My problem with New Wine was that every meeting had to end with such a session, and the associated expectation of a spiritual / emotional / personally transformational experience. It seemed particularly weird at the end of Elaine Storkey's address, which had much more socio-political content. Surely a more appropriate response to the Holy Spirit at that point might have been to pledge something, like: join a community association, work for an issue of social justice, help to run a project, write to people to get stuff done, etc. Surely we've got to have a bigger vision of encountering and responding to God?
From another very different theological perspective, I also recall what an old Anglo-Catholic priest once said about always ending meetings with a short communion service. "Chips with everything" he complained, even though his personal spirituality held the eucharist as central. He felt it was demeaning of something which could and should be precious to do it mechanistically after every churchy gathering just because you felt you ought to. I can't help feeling the same about "times of ministry". By their nature they should be arranged as and when appropriate and probably spontaneously.
Ironic that a form of Christian spirituality which has arisen from the spontaneous exuberance should become so ritualised in its format. Perhaps I'm getting cynical in my old age.
5 comments:
Similarly it tokok me a while to adjust to the similar " a time of worship" which is not an act of worship, but a specific time within an act of worship where a "worship leader" ( a musician cheerleader)leads a time carefully planned "spontaneous time of short repetitive songs" with a similar expectation - and I certainly identify with the Anglo Catholic Eucharistic experience - some so special becomes some routine
Yes, I found myself being a worship leader (ie bloke with guitar leading songs) when I thought that was what I did every week in the liturgy!
What is a time of worship? I thought that was a lifetime.
My problem with that view of ministry was always the sense in which I felt that (even if it wasn't explicitly advertized as such although it seemed sometimes to be) that was the only that God could touch me or speak to me. Of course, you always get the prayer-ministry junkies as well.

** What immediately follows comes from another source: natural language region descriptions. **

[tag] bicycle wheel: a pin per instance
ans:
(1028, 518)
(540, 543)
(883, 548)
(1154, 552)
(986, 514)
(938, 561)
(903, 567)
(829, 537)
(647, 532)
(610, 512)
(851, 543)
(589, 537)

Often, I felt that I was much closer to God in the moments in Church when nothing was going on, when it was quiet enough to hear oneself think. Oddly, churches that are concerned about the availability of prayer ministry and responding to God seem often (but not always or at all times) to have a lack of respect for sacred spaces and quiet meditation in which to quieten one's soul before God.
Now, I have got Taizé chants going around in my head. Perhaps I ought to do a pilgrimage.
Having gone to many such similair Christian events when I was younger that always ended with such times, I think I have become used to them. (doesn't mean I think they're always good and or appropriate for the situation)
I do think they lead to 'newer' Christians if you'll pardon the expression thinking that this is the only way to experience God and then getting frustrated and confused when normal life turns out to be very different.
What I don't like is ministers/service leaders always offering/pushing prayer ministry after services and why is it always at the front in full view of everyone - if I did want prayer for something this would make me less inclined to go forward.
Regarding your final point about it being pushed etc... I wonder if it is to make sure that those on the prayer ministry team feel useful.
Sometimes I think that the prayer ministry culture can exacerbate the feeling of society and even church becoming much more consumerist. I would rather feel that I was part of a community in which I could share and who would pray for me, and I for them. I don't mean that the two are always mutually exclusive though. Neither do I think I know what the answer is.
I suppose it is better that prayer ministry is available than not available...just in case it is useful.